Nuclear astrophysics. A FRIB would lead to a better understanding of nuclear astrophysics by creating exotic nuclei that, until now, have existed only in nature’s most spectacular explosion, the supernova. A FRIB would offer new glimpses into the origin of the elements, which are produced mostly in processes very far from nuclear stability and which are barely within reach of present facilities. A FRIB would also probe properties of nuclear matter at extreme neutron richness similar to that found in neutron star crusts.
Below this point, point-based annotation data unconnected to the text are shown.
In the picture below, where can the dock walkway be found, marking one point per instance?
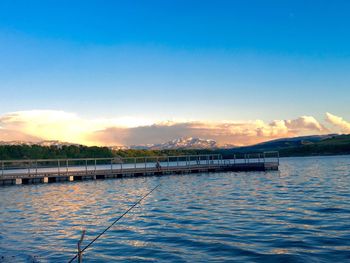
(56, 170)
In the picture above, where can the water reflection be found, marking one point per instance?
(300, 213)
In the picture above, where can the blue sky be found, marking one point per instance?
(161, 60)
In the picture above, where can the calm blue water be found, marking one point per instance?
(299, 214)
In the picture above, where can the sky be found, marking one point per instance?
(139, 72)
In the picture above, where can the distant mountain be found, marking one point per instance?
(181, 143)
(282, 143)
(331, 144)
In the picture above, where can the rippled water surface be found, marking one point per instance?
(299, 214)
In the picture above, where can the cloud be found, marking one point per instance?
(59, 125)
(338, 122)
(237, 133)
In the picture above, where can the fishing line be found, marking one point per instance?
(115, 221)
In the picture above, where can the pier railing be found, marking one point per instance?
(118, 164)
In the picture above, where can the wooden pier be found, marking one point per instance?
(57, 170)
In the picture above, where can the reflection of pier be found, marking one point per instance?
(56, 170)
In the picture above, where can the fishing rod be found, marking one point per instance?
(115, 221)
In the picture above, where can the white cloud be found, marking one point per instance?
(63, 126)
(338, 122)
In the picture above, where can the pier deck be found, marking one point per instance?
(56, 170)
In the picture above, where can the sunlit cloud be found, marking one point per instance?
(338, 122)
(39, 125)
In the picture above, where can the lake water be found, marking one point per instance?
(298, 214)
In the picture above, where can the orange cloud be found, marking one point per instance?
(338, 122)
(59, 125)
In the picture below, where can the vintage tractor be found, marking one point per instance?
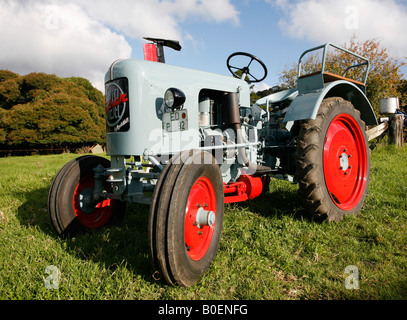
(186, 142)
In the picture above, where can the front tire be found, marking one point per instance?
(333, 161)
(68, 211)
(182, 249)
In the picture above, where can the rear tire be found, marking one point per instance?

Fundamental symmetries of nature. Experiments addressing questions of the fundamental symmetries of nature could likewise be conducted at a FRIB through the creation and study of certain exotic isotopes. These nuclei could be important laboratories for basic interactions because aspects of their structure greatly magnify the size of the symmetry-breaking processes being probed. For example, a possible explanation for the observed dominance of matter over antimatter in the universe could be studied in experiments seeking to detect a permanent electric dipole moment in heavy radioactive nuclei.
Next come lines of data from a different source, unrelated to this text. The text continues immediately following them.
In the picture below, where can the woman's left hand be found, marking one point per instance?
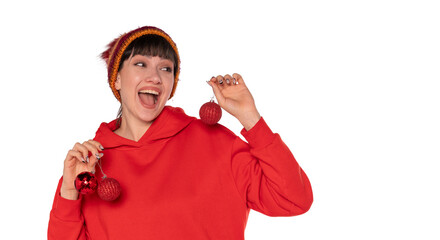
(235, 98)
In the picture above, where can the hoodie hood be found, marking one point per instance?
(169, 122)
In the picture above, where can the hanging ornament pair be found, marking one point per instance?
(108, 189)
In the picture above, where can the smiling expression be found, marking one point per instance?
(145, 85)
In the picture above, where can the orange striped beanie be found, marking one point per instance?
(112, 56)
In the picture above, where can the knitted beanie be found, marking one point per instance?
(112, 56)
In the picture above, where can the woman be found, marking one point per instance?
(180, 178)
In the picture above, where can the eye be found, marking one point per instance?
(168, 69)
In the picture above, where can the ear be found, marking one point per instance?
(118, 82)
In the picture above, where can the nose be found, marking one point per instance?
(153, 76)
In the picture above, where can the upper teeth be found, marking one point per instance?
(149, 91)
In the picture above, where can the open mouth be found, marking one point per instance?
(148, 97)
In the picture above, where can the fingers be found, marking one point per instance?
(88, 152)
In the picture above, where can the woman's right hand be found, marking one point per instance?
(82, 157)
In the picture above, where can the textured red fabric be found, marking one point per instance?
(109, 189)
(186, 180)
(210, 113)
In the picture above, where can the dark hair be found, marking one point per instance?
(148, 45)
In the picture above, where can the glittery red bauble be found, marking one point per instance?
(86, 183)
(210, 113)
(109, 189)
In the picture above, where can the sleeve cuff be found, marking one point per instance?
(69, 210)
(260, 135)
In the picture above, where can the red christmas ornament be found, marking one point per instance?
(210, 113)
(109, 189)
(86, 183)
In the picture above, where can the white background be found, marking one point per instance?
(351, 86)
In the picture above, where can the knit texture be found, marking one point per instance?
(112, 56)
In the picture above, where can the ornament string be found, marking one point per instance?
(100, 167)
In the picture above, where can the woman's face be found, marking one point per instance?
(145, 85)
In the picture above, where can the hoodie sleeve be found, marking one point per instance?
(66, 221)
(267, 174)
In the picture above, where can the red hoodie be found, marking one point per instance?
(185, 180)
The committee concluded that nuclear structure and nuclear astrophysics constitute a vital component of the nuclear science portfolio in the United States. Moreover, nuclear-structure-related research provides the scientific basis for important advances in medical research, national security, energy production, and industrial processing. Historically, scientific and technological developments in nuclear science have had extremely broad impact—for example, in the development of nuclear magnetic resonance imaging and the fabrication of more-robust
electronics. Failure to pursue a U.S. FRIB would likely lead to a forfeiture of U.S. leadership in nuclear-structure-related physics and would curtail the training of future U.S. nuclear scientists.
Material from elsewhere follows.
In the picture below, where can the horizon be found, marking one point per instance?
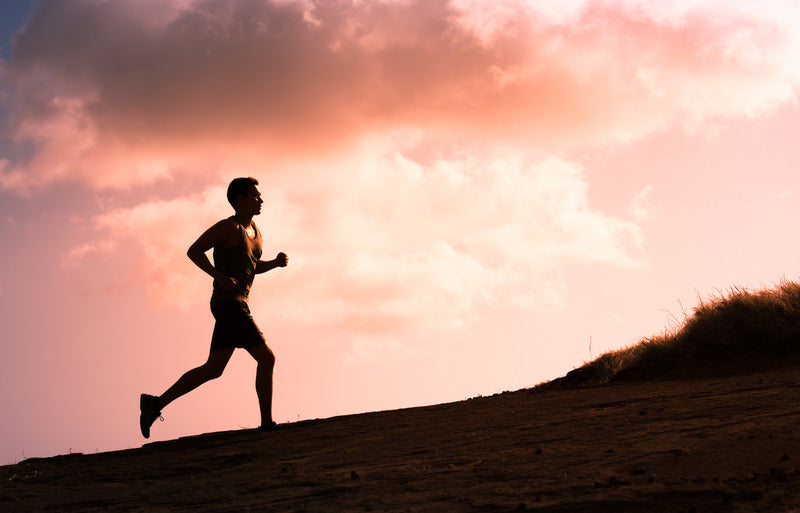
(474, 196)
The committee concluded that a U.S. facility for rare-isotope beams of the kind described to it would be complementary to existing and planned international efforts, particularly if based on a heavy-ion linear accelerator. With such a facility, the United States would be a partner among equals in the exploration of the world-leading scientific thrusts listed above.
The committee concluded that the science addressed by a rare-isotope facility, most likely based on a heavy-ion driver using a linear accelerator, should be a high priority for the United States. The facility for rare-isotope beams envisaged for the United States would provide capabilities, unmatched elsewhere, that would help to provide answers to the key science topics outlined above.